For these reasons, the Archbishop of Montreal, Most Reverend Christian Lépine, has requested that this crucifix be made accessible to everyone.
On the occasion of the Year of Mercy, a four-step journey is proposed to visitors and pilgrims who come to cross the threshold of the Cathedral's "Door of Mercy." The White Cross is the second step: "To meditate on "the Source of Mercy," the Passion and Death of Christ, which brought us Salvation."
"We have in our church a beautiful representation of Christ on a cross and no one knows about it. What can we do to make it accessible?" Most Reverend Lépine asked Caroline Tanguay, assistant to the vicar general for the heritage and religious art on the diocesan territory of Montreal. "We had just had it restored in its entirety (by Gina Garcia, conservator), and we were pondering the idea of changing its location, for where it was, and always had been- behind glass doors, in the small chapel dedicated to the Sacrament of Baptism-rendered it inaccessible at all times.
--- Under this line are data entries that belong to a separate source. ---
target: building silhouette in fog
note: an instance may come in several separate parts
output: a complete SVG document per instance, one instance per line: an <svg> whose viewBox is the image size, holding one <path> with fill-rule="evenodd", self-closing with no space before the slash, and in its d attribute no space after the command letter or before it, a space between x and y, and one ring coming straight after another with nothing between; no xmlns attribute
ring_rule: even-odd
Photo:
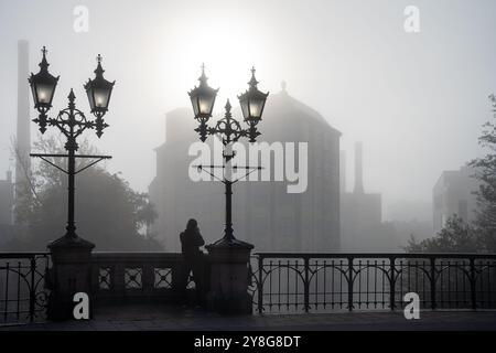
<svg viewBox="0 0 496 353"><path fill-rule="evenodd" d="M241 114L235 110L234 116L239 118ZM168 250L180 248L179 233L191 217L198 220L206 243L224 234L224 185L188 178L188 165L195 158L188 157L188 148L198 141L195 127L191 108L170 111L166 140L155 149L157 176L149 193L159 215L152 232ZM285 181L236 183L235 236L255 244L256 250L339 250L341 132L317 111L291 97L284 85L279 94L269 96L258 127L260 142L308 142L308 188L290 194ZM211 147L213 139L207 139ZM298 151L294 153L298 156Z"/></svg>
<svg viewBox="0 0 496 353"><path fill-rule="evenodd" d="M344 180L345 160L342 168ZM354 189L353 192L342 189L341 195L342 247L347 252L385 250L391 244L391 233L382 226L381 194L365 192L363 174L363 146L356 142Z"/></svg>
<svg viewBox="0 0 496 353"><path fill-rule="evenodd" d="M464 222L475 221L479 182L473 178L475 170L464 165L460 170L443 171L433 190L433 227L441 231L448 218L457 215Z"/></svg>

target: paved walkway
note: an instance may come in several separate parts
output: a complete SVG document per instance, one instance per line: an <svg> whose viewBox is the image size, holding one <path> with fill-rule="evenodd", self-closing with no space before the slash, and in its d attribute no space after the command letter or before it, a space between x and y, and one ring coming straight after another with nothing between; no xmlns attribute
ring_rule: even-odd
<svg viewBox="0 0 496 353"><path fill-rule="evenodd" d="M97 311L94 320L0 327L0 330L496 330L496 311L422 311L420 320L406 320L402 312L332 312L222 317L201 310L171 307L119 307Z"/></svg>

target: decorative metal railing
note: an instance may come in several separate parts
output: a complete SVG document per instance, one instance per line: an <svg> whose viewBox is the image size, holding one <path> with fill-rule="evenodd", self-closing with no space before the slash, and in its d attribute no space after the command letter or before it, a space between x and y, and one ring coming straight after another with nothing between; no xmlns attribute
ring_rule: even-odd
<svg viewBox="0 0 496 353"><path fill-rule="evenodd" d="M0 253L0 324L44 320L47 253Z"/></svg>
<svg viewBox="0 0 496 353"><path fill-rule="evenodd" d="M496 255L257 253L254 306L262 312L403 308L495 309Z"/></svg>
<svg viewBox="0 0 496 353"><path fill-rule="evenodd" d="M177 301L188 281L174 253L93 253L91 287L97 303ZM191 281L190 285L191 286Z"/></svg>

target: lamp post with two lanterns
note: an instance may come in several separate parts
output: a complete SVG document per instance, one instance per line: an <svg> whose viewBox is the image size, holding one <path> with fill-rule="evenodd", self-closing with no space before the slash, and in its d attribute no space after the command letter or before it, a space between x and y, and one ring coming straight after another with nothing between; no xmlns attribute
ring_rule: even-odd
<svg viewBox="0 0 496 353"><path fill-rule="evenodd" d="M226 147L230 147L231 143L237 142L241 137L247 137L249 142L256 142L257 137L260 136L260 132L257 129L257 125L260 122L263 107L266 105L267 97L269 93L262 93L258 89L258 81L255 77L255 67L251 68L251 79L248 82L249 88L238 96L239 105L241 106L241 114L244 117L244 121L248 125L247 128L242 128L237 119L233 117L231 114L231 105L229 99L225 105L225 115L224 118L218 120L215 127L208 126L208 120L212 117L212 113L214 110L215 98L217 96L217 89L214 89L208 86L207 77L205 75L205 65L202 65L202 75L198 78L200 85L195 86L190 93L190 99L193 105L193 111L195 115L195 120L198 121L198 127L195 129L200 135L200 140L205 142L208 135L216 135L220 138L225 151L223 152L223 157L226 163L228 163L234 157L234 151L227 151ZM201 170L206 171L214 178L216 175L208 171L207 169L215 168L227 168L227 178L220 180L225 185L225 194L226 194L226 225L224 231L224 237L216 243L216 245L233 245L233 244L242 244L234 236L233 229L233 205L231 205L231 195L233 195L233 184L238 180L231 180L230 178L230 164L229 165L195 165ZM261 167L234 167L237 169L246 169L247 174L260 170ZM246 176L246 175L245 175Z"/></svg>
<svg viewBox="0 0 496 353"><path fill-rule="evenodd" d="M47 126L54 126L66 137L66 143L64 148L67 154L47 154L47 153L31 153L31 157L37 157L45 162L57 168L62 172L67 174L67 226L66 233L63 237L52 243L86 243L93 247L89 242L83 240L76 234L76 225L74 221L74 193L75 193L75 175L83 170L98 163L104 159L110 159L110 156L82 156L76 154L78 150L77 137L79 137L85 130L94 129L98 138L101 137L104 130L108 125L104 120L104 116L108 110L110 96L112 93L115 82L109 82L104 77L104 68L101 67L101 56L97 56L97 68L95 69L95 78L88 79L84 85L86 94L88 96L90 113L95 116L95 119L88 119L83 111L76 108L74 90L71 88L67 108L60 110L56 117L48 117L47 113L52 108L52 100L55 94L55 88L58 83L60 76L55 77L48 72L48 63L46 61L46 49L42 50L43 58L37 74L31 74L29 83L34 100L34 108L39 111L39 117L33 119L39 125L40 132L44 133ZM56 165L48 158L67 158L67 169L63 169ZM76 159L85 158L93 160L86 167L76 170Z"/></svg>

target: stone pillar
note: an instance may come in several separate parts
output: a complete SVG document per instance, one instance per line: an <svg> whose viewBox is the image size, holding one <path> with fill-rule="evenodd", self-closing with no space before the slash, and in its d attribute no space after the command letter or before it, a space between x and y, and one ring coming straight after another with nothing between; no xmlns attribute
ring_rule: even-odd
<svg viewBox="0 0 496 353"><path fill-rule="evenodd" d="M91 317L91 250L94 244L79 238L67 237L51 243L48 249L52 256L50 270L51 295L48 300L48 320L74 319L74 295L85 292L89 297Z"/></svg>
<svg viewBox="0 0 496 353"><path fill-rule="evenodd" d="M251 314L248 293L249 261L254 246L238 239L207 245L209 263L208 310L224 314Z"/></svg>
Most Rev. Lépine decided that the crucifix should remain there, but that the doors should be opened."
According to Caroline Tanguay, the White Cross is one of the most important pieces of religious sculpture in Quebec: "Christ is beautifully represented, and in a very moving way... It is the very face of mercy. The most beautiful part of the sculpture is his face."
This sculpture, by Louis-Philippe Hébert, ordered by Bishop Ignace Bourget, and completed in 1907, is all the more unsettling because of its human size (309cmX195.5cmX46cm). Gina Garcia, after spending 10-hour days on its restoration, removing dust and cleaning it with a cotton swab, said that it was very well sculpted: the ribs, muscles, wounds... It is entirely proportional.
Louis-Philippe Hébert-a contemporary of Olindo Gratton, who had sculpted the 13 patron saints on the Cathedral's facade (representing the 12 apostles on the facade of St. Peter's Basilica in Rome)-is better known for his sculptures outside the Cathedral, like the one of Bishop Bourget, for example.
The Cathedral's "Door of Mercy" is made of wood, but painted in bronze to resemble the one at St. Peter's in Rome.